“Can he be weak?” she thought, when he had disappeared, and she felt she was parted from him. “Will he understand me?” She quivered. Then she turned and went rapidly towards Fougeres, as though she feared the marquis might follow her into the town, where certain death awaited him.
“Francine, what did he say to you?” she asked, when the faithful girl rejoined her.
“Ah! Marie, how I pitied him. You great ladies stab a man with your tongues.”
“How did he seem when he came up to you?”
“As if he saw me not at all! Oh, Marie, he loves you!”
“Yes, he loves me, or he does not love me—there is heaven or hell for me in that,” she answered. “Between the two extremes there is no spot where I can set my foot.”

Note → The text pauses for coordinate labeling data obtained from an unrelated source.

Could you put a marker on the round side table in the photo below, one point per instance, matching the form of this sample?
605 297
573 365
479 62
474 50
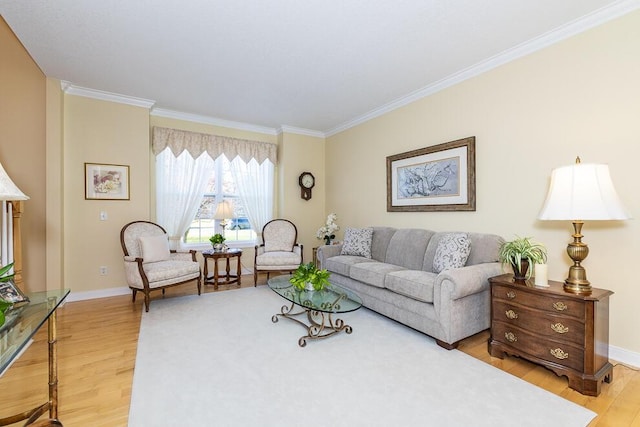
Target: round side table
228 278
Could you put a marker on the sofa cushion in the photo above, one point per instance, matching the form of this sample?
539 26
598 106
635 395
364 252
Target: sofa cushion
154 248
452 252
372 273
341 264
357 241
414 284
407 247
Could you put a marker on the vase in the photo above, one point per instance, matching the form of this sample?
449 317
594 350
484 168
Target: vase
520 274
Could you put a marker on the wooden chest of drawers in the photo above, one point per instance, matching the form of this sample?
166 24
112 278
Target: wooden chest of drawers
565 332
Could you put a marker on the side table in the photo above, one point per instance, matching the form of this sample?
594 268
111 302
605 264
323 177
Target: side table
565 332
227 278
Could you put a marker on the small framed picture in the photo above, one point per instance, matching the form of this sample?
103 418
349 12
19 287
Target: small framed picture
11 293
106 182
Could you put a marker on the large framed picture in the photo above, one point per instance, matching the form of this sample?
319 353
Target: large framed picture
106 182
437 178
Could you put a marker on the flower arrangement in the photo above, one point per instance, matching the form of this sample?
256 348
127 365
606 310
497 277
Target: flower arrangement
327 231
309 273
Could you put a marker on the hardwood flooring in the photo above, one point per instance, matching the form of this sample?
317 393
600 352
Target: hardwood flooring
97 343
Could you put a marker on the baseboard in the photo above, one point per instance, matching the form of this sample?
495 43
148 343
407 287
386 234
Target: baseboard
624 356
101 293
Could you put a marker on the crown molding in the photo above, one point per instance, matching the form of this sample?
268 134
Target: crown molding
171 114
72 89
591 20
301 131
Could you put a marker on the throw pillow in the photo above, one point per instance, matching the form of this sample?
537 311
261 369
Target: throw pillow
154 248
357 241
452 252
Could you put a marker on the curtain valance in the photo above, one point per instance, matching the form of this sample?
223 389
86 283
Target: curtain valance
197 143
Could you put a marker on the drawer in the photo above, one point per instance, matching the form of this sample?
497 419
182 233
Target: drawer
556 304
562 353
541 323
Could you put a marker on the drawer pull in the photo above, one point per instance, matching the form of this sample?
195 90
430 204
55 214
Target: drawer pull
560 306
511 314
559 328
558 353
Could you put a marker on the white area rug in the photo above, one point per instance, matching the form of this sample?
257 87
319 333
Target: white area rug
218 360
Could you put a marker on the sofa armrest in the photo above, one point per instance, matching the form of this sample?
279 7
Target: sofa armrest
461 282
328 251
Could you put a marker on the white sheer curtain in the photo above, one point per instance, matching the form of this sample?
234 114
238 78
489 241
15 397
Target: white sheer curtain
255 184
180 184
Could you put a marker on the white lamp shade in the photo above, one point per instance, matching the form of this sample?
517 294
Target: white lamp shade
582 192
224 210
8 190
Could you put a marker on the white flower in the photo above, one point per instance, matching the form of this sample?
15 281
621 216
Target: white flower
328 230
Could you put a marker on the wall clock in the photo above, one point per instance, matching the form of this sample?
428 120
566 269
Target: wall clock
306 181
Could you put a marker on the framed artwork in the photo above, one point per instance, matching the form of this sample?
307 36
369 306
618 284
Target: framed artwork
11 293
106 182
437 178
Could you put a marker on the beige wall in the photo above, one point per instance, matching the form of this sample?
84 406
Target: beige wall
22 146
299 154
578 97
101 132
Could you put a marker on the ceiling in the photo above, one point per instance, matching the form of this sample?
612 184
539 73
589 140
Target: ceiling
306 65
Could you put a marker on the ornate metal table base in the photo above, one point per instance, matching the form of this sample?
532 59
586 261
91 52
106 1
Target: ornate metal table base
321 324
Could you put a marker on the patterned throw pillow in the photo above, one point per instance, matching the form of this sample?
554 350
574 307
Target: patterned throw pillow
357 241
452 252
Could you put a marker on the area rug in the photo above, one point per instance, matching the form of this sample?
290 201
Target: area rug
218 360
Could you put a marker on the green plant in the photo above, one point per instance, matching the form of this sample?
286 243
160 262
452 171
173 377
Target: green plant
5 276
522 248
309 273
217 239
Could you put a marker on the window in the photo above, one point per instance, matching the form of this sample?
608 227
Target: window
220 186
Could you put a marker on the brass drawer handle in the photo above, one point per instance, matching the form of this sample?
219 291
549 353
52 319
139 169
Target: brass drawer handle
510 336
560 306
511 314
559 328
558 353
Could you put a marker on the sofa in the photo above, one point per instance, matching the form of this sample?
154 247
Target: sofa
434 282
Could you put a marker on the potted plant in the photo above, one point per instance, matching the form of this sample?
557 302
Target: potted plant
217 241
309 277
520 254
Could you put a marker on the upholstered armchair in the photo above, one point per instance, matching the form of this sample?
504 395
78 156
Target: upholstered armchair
279 251
150 265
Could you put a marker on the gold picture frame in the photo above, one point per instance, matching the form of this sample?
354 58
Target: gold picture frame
437 178
103 181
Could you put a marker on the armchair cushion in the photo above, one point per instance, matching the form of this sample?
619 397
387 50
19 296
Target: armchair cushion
154 248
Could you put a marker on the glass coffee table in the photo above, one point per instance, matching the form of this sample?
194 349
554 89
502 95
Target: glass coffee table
318 306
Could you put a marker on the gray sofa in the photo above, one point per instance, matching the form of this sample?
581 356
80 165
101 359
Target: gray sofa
398 281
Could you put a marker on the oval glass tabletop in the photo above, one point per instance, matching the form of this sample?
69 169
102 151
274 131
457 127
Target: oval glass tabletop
332 299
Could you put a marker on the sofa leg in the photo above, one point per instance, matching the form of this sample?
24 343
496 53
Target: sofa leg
447 346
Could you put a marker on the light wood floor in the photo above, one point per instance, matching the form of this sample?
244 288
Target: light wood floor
97 343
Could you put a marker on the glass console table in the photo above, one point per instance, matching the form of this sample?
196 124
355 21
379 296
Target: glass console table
21 324
318 306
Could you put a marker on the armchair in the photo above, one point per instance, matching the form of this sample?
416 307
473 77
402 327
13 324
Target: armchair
150 265
279 250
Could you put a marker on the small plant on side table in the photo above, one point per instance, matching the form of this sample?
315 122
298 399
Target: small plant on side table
309 273
521 253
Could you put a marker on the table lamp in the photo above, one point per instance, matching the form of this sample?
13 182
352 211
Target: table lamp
223 211
577 193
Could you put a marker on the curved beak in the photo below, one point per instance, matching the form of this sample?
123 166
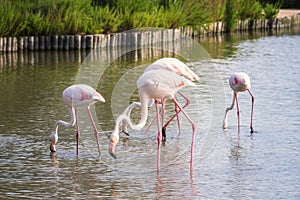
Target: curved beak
112 150
52 147
112 147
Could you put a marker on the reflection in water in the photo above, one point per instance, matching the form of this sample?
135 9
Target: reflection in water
255 166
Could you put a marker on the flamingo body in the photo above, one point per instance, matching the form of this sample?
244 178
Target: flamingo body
76 96
239 82
154 84
172 65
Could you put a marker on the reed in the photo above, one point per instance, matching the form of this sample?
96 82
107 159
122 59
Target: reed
69 17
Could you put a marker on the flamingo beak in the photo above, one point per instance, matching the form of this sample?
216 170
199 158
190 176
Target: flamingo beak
112 148
52 147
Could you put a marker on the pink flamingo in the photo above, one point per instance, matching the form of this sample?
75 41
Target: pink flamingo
172 65
154 84
76 96
239 82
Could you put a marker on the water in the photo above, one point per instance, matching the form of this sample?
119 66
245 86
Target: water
264 165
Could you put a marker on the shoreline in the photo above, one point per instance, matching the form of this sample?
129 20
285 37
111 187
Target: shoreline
287 18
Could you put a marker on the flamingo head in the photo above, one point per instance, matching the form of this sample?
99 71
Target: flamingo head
53 141
114 139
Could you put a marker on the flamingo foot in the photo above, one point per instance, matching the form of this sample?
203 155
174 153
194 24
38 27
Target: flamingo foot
125 132
52 147
251 130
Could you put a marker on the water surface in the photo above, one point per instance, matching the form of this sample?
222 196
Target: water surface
227 165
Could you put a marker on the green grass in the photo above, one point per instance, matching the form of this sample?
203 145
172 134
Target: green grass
57 17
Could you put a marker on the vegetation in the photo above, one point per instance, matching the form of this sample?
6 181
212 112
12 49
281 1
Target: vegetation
55 17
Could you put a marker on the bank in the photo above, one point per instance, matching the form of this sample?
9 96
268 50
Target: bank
138 38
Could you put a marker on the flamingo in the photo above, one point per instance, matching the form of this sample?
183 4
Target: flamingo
76 96
239 82
172 65
154 84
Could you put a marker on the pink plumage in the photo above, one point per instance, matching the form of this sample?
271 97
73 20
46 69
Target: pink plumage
76 96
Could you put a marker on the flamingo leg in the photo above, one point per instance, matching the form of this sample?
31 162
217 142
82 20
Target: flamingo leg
238 111
95 129
159 136
225 123
177 112
194 132
163 105
77 132
252 107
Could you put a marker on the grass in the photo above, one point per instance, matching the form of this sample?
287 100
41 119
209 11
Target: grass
57 17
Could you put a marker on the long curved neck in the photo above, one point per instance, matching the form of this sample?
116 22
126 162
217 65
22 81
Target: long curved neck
126 114
66 124
229 108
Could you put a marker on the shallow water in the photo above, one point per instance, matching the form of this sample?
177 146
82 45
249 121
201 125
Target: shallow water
227 165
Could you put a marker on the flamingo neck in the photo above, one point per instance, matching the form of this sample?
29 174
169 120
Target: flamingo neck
63 123
125 116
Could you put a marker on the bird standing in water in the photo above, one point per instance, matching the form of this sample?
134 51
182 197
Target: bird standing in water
76 96
172 65
239 82
154 84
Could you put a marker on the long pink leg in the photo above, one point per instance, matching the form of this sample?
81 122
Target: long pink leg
77 132
193 135
251 128
159 136
177 112
95 130
238 111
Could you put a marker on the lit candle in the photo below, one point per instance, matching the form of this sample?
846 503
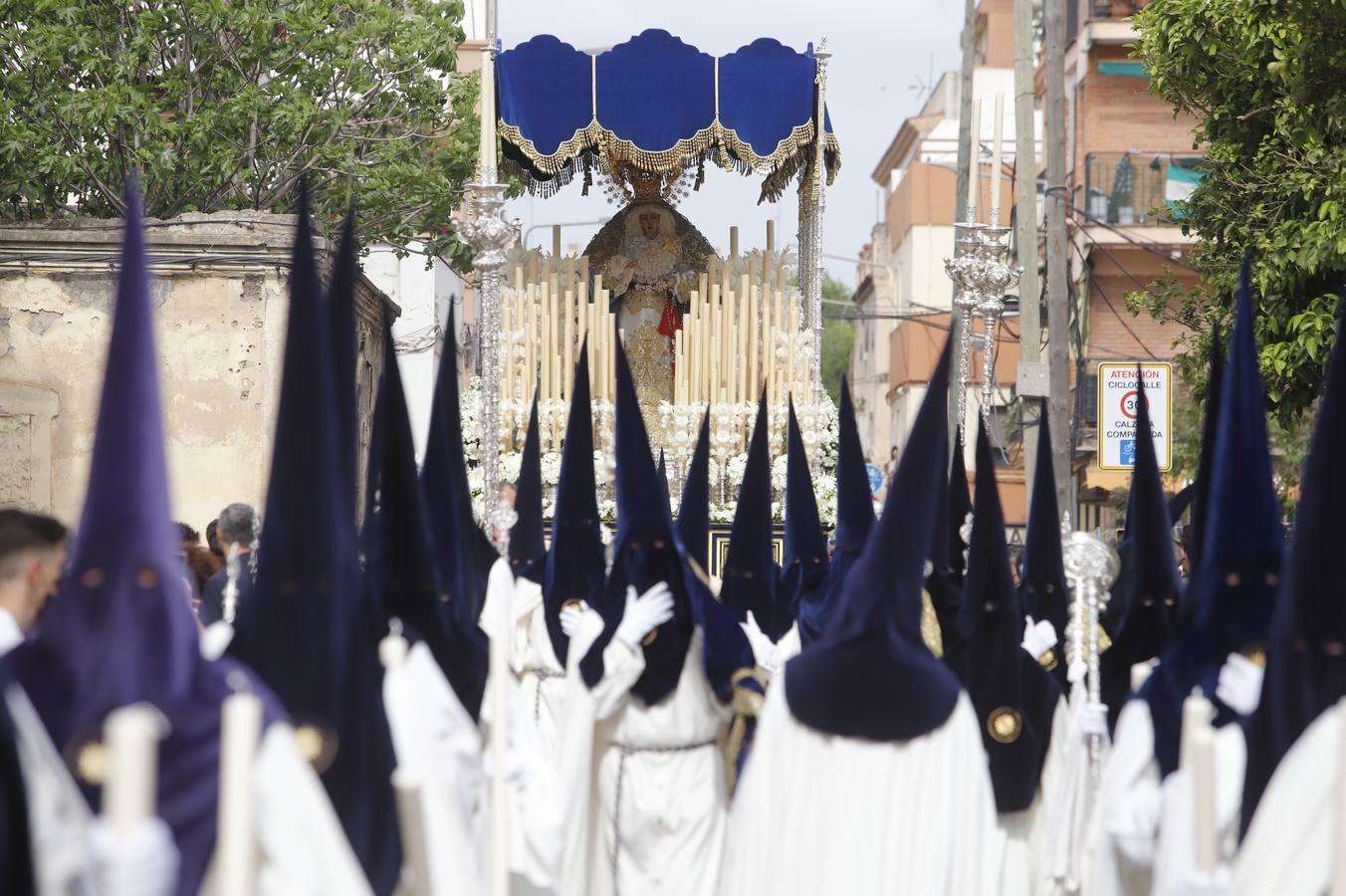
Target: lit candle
975 160
130 735
997 157
240 728
486 151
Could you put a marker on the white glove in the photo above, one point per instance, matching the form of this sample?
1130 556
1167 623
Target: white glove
1093 719
1194 883
764 650
643 613
140 861
1239 684
1038 636
215 639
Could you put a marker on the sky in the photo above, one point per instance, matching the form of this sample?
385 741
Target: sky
882 52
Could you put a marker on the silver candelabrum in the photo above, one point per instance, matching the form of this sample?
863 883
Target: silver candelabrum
982 272
1090 567
489 234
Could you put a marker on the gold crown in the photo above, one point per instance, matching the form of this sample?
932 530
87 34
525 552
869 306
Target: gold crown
635 184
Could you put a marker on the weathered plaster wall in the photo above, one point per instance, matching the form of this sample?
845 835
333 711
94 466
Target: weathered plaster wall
220 294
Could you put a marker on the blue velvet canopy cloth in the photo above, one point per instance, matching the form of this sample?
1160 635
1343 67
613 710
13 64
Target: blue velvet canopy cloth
662 107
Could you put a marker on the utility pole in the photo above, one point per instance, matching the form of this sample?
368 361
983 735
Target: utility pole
1058 294
966 157
1031 379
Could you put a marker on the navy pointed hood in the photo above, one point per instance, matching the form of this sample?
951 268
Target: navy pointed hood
400 574
1144 597
1207 462
527 544
905 692
1013 696
750 574
120 631
463 555
643 552
1042 584
803 572
693 513
855 502
574 561
1234 588
303 630
1306 661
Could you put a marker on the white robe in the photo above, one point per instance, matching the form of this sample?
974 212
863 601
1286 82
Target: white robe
58 815
1061 819
1140 839
822 814
1291 848
439 746
646 792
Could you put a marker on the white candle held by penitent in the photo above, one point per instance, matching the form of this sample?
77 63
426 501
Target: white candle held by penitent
130 736
997 157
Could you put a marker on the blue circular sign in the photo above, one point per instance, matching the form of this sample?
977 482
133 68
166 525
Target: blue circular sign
875 478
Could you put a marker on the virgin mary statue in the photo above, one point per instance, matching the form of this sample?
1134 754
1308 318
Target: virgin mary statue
649 257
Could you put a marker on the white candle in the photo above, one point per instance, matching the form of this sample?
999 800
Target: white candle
236 853
130 736
975 159
486 151
997 157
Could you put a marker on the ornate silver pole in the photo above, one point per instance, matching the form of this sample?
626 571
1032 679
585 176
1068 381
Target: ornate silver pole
489 234
813 291
1090 567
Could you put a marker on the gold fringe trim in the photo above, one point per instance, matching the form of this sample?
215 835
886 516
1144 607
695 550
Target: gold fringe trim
791 155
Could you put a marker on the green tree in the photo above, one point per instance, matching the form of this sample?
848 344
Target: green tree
1262 80
226 104
837 337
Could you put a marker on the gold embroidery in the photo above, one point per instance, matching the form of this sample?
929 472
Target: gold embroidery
1005 726
652 368
930 626
638 301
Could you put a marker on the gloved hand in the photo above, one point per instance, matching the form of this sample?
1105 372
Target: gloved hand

After thus carrying out her resolution, Marie gave way to grief, and her face, beautified till then by these conflicting sentiments, changed for the worse so rapidly that in a single day, during which she floated incessantly between hope and despair, she lost the glow of beauty, and the freshness which has its source in the absence of passion or the ardor of joy. Anxious to ascertain the result of her mad enterprise, Hulot and Corentin came to see her soon after her return. She received them smiling.
“Well,” she said to the commandant, whose care-worn face had a questioning expression, “the fox is coming within range of your guns; you will soon have a glorious triumph over him.”
“What happened?” asked Corentin, carelessly, giving Mademoiselle de Verneuil one of those oblique glances with which diplomatists of his class spy on thought.
“Ah!” she said, “the Gars is more in love than ever; I made him come with me to the gates of Fougeres.”